We need (ahem, if "need" is an acceptable synonym for "want") a nice cabinet to store lovely ceramic things in our dining room. We've had a look in some of our favourite shops but not had much luck so far. From left field we both really liked a vivid blue 1940's Indian cabinet in this shop on Cross Street in Islington.
The Boyfriend spotted it from the bus and we ended up turning around and going back on a whim. We were both taken back by how much we loved the cabinet, however it had already sold. We also found some very nice things at the Peanut Vendor and 2 Columbia Road but nothing that was just right. By the way it was raining the day we went to Columbia road, which is my top tip for avoiding being over run by the crowds.
So the hunt goes on and today we searched at the Midcentury Modern event at Dulwich College. Still haven't found what we're looking for but here are some of my favourite things we saw today:
|Enamel jug, Jens Quistgaard, Dansk|
|Trinidad dining chairs, Nanna Ditzel, Fredericia Stolefabrik|
|(Um!) Georgeous suede sofa|
|Brazilian asymetric desk Jeorge Zalszupin|
We were mainly browsing but came away with the plates at the beginning of the post from a new designer called Helen Stevens. Apart from the ceramics being beautiful, Helen came across really well and apparently she's being considered for a concession at Liberty at the moment.
I should also say that Dulwich College had the **actual** James Caird on display much to the Boyfriend's excitement.
We came home via Brixton station and I saw these Bronze figures for the first time. According to the authoratiative Urban 75 blog the bronzes have been there since 1986 and they were based on locals who used the station regularly at the time. I love the way the figures like people frozen in time, it really appears like they are staring at you its almost slightly sinister and provocative. Culturally its significant as a cast of "real people" and "real black people" too.

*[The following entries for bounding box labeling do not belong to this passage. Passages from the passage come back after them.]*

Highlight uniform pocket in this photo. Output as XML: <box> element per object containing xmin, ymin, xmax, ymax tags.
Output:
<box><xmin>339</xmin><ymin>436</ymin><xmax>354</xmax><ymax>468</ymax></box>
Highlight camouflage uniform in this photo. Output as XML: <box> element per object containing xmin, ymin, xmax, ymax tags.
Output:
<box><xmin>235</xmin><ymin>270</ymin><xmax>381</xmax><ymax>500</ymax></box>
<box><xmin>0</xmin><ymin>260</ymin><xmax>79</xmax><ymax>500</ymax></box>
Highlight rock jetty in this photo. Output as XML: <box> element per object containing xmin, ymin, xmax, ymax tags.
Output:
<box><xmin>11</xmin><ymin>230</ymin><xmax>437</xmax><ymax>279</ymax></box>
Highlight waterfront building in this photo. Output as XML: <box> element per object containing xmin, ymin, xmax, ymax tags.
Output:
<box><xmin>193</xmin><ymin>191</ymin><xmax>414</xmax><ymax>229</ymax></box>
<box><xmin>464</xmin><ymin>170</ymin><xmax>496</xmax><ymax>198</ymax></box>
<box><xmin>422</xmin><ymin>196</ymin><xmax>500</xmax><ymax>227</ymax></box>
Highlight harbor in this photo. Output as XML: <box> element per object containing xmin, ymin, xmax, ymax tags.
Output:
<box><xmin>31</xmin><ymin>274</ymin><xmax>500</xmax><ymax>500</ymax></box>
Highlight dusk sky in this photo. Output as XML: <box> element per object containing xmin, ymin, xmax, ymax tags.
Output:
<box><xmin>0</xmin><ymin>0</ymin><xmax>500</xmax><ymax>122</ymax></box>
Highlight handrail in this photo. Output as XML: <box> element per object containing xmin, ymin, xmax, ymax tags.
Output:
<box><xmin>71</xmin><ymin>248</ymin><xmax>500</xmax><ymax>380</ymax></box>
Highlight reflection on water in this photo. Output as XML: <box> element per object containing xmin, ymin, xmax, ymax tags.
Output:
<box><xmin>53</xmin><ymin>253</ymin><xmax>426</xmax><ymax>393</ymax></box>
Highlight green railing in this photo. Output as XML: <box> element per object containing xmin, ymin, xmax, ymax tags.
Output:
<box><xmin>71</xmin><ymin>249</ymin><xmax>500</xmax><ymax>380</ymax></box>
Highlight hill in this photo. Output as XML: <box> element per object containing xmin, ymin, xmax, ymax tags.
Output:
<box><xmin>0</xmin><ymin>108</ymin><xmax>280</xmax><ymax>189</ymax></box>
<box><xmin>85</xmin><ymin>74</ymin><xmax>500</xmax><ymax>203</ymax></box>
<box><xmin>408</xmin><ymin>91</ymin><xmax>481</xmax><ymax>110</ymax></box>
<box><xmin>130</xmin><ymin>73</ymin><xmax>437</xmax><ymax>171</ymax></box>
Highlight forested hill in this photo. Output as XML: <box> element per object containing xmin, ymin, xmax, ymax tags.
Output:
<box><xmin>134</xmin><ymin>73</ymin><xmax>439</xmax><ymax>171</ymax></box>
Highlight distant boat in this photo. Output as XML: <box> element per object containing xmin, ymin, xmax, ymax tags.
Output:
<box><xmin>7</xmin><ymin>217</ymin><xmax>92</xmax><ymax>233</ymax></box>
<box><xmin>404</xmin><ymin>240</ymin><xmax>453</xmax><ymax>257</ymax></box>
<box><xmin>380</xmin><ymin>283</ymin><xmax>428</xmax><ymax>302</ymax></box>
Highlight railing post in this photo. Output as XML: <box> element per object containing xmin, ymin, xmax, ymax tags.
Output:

We also had to collect some tickets at Kings Cross and checked out the new concourse at the same time. It is beautiful, if you can say that about a station concourse? The structure is designed around a kind of trunk which branches off in lots of directions in a glass lattice structure to avoid placing weight on the ticket office underneath. Kings Cross has really regenerated in the last 10 years or so and I think the latest addition is great. It is going to become iconic.